As we journeyed, with no visible emotion but with a deep and quiet sadness in his voice, he told me he had been through this before. Just 5 years earlier his oldest son had died of the same disease. Again, I was speechless–two sons in a span of 5 years. Tragic.

“I’m not one for sympathy,” he said as we continued to walk. A strange comment, I thought. Then, “My wife died in 2010.” No way! Not only was he about to lose his second young son to a horrific disease, he was doing it alone as a single parent who was still grieving the loss of his wife.

As we continued to walk and talk he told me of a third son—a 2 year old who must have been born shortly before his mother’s death. Sensing my pain for him, he offered the only encouraging part of his heartrending story; This third son was healthy and free of the disease that had stolen life from his brothers.

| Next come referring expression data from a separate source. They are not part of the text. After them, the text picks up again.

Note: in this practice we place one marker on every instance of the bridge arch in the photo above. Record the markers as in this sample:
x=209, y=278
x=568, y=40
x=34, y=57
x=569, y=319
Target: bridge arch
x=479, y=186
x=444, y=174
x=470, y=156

As the elevator ascended I knew our next few days would be remarkably different. I would spend another day at the hospital with my daughter on the road to recovery. He would stand by, sit with, or kneel over a little son as a fateful decision would be carried out before his eyes.

I don’t remember who got off the elevator first, but as we parted I couldn’t grasp the pain this man was feeling. I never caught his name and he never heard mine. Yet, I prayed for him often that weekend–and continue to pray for him now.

I don’t know if this father gained an ounce of support from our conversation. Though tempted to try to say something encouraging, I knew the best thing I could do was listen. And listen I did.

I shared this story with HR colleagues who are a part of the team leading the Annual Atlanta HR Prayer Breakfast. Sherri Dresser, President of Dresser Search and Consulting, responded with these words, “The story really touched me, I think mainly because we tend to live in a bubble when things are going well in our own lives and too often we do not realize the level of pain and suffering that others are going through until God directly confronts us with it.”

How true it is that we often do not realize the level of pain and suffering others are experiencing. As I have contemplated this experience I have been reminded how we in business regularly come across people in crisis; we just don’t know it. Business environments are not always safe places to share our pain, but it is there. Without a doubt, it IS there.

  • Sometimes, it’s a vendor who pops in and out of our office. He delivers the product to the receptionist and heads back to his van for the next delivery.
  • Sometimes, it’s a customer. Chick-fil-A produced an effective training video called Every Life Has a Story. Our company is not in the fast food industry but I showed this video to our team because the message applies no matter what our business may be. If you haven’t seen it, take a look and be reminded of the unseen pain happening in the lives of those with whom we engage in business.
  • Sometimes, it’s our employees. In my role as Chief Operating Officer of our small firm, I also oversee Human Resources—that’s HUMAN Resources. People. This man was an employee somewhere. He has co-workers. He has a manager. He is part of a team engaging in some activity designed to bring a profit. Surely his employer knew of the son’s illness and the preceding family deaths. But how did they reach out? What did they do?

I may not have been able to give anything of value to this man, but I do know that by allowing me to peer slightly into his pain I was given a gift; the gift of a lesson. It’s a lesson—a reminder—that while those around us may be going about “business” as usual, there often is an unseen pain that could use a compassionate and understanding ear. It’s a lesson I hope stays with me for the duration of my life in, and out, of business.